Procedure: Bilateral adrenal vein sampling

Indication:  Hypertension refractory to medication.

Date: 01/01/2022

Operators: John Doe, MD (Attending)/Jane Doe, MD (Fellow)

Medications: 3 mg IV Versed, 150 mcg IV fentanyl 

Contrast:  60 mL  non-ionic

Fluoro time:  17 minutes

Access site: Right common femoral vein with ultrasound

Complications:  None immediate.

 

Technique:

The risks, benefits, and alternatives to the procedure and sedation were explained to the patient.  The specific risks of bleeding, infection, and vascular injury were detailed and accepted. Written informed consent was obtained.  A time out/call to order was performed prior to procedure initiation.

The patient was assessed for conscious sedation and found to be an adequate candidate. A dedicated nurse monitored heart rate, blood pressure, and oxygen saturation throughout the procedure. A time out was performed prior to procedure initiation.

The right groin was prepped and draped in sterile fashion. 

The vascular structures were ultrasonographically evaluated.   Images were stored and transferred to PACS.  Under ultrasound guidance, the right common femoral vein was accessed with a micropuncture needle.  Vein patency and needle entry were documented. A 0.018″ wire was placed and the needle exchanged for a 5 French dilator.

An Amplatz wire was advanced into the inferior vena cava, and the dilator exchanged for a 5 French sheath. A 5 French pigtail catheter was advanced over the wire into the right external iliac artery and a peripheral venous blood sample was obtained. The pigtail catheter was then advanced into the IVC and venous blood samples were obtained at the suprarenal and infrarenal IVC.

Wire was then directed into the left common iliac artery and the 5 French pigtail catheter was exchanged for a Simmons 2 which was reformed over the bifurcation. Simmons 2 catheter was advanced up the IVC and the left adrenal vein was selectively catheterized. Contrast injection confirmed location.  2 separate venous blood samples were obtained from the left adrenal vein.  

Attention was then turned to the right adrenal vein.  The ostium of the right adrenal vein was selected with a C2 catheter and transcend wire was advanced distally.  3 separate adrenal vein samples were obtained. Positioning of the catheter in the right adrenal vein was confirmed by contrast injection during 3-D spin imaging.   3-D images were reformatted and reviewed on a separate workstation during the case. 

The catheter and sheath were removed, and hemostasis achieved with compression.

No immediate complication occurred, and the patient was discharged from the angiography suite in satisfactory condition.

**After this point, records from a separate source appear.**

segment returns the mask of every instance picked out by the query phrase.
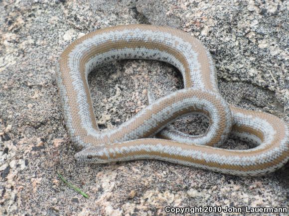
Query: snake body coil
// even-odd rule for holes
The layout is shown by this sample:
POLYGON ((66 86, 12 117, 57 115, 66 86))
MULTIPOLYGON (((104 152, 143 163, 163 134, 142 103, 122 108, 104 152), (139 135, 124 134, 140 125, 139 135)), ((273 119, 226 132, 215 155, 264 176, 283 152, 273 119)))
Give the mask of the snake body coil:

Venous samples from the right external iliac vein, infrahepatic IVC, suprahepatic IVC, left adrenal vein, and right adrenal vein were delivered to the laboratory for quantitative analysis of aldosterone and cortisol.

Findings:

  1. The left adrenal vein is patent with normal anatomic appearance.
  2. The right adrenal vein is patent with normal anatomic appearance.
  3. The right common femoral vein is ultrasonographically patent and compresses. Needle entry was documented.  Images were stored to PACS.

Impression:

Successful adrenal vein sampling for refractory hypertension. Venous blood samples were obtained from the left and right adrenal veins, suprahepatic and intrahepatic IVC, and right external iliac vein, as described above.

Recommendation:

 

Follow-up quantitative analysis of aldosterone and cortisol.

The attending radiologist, John Doe MD   , was present for the procedure and interpreted the images.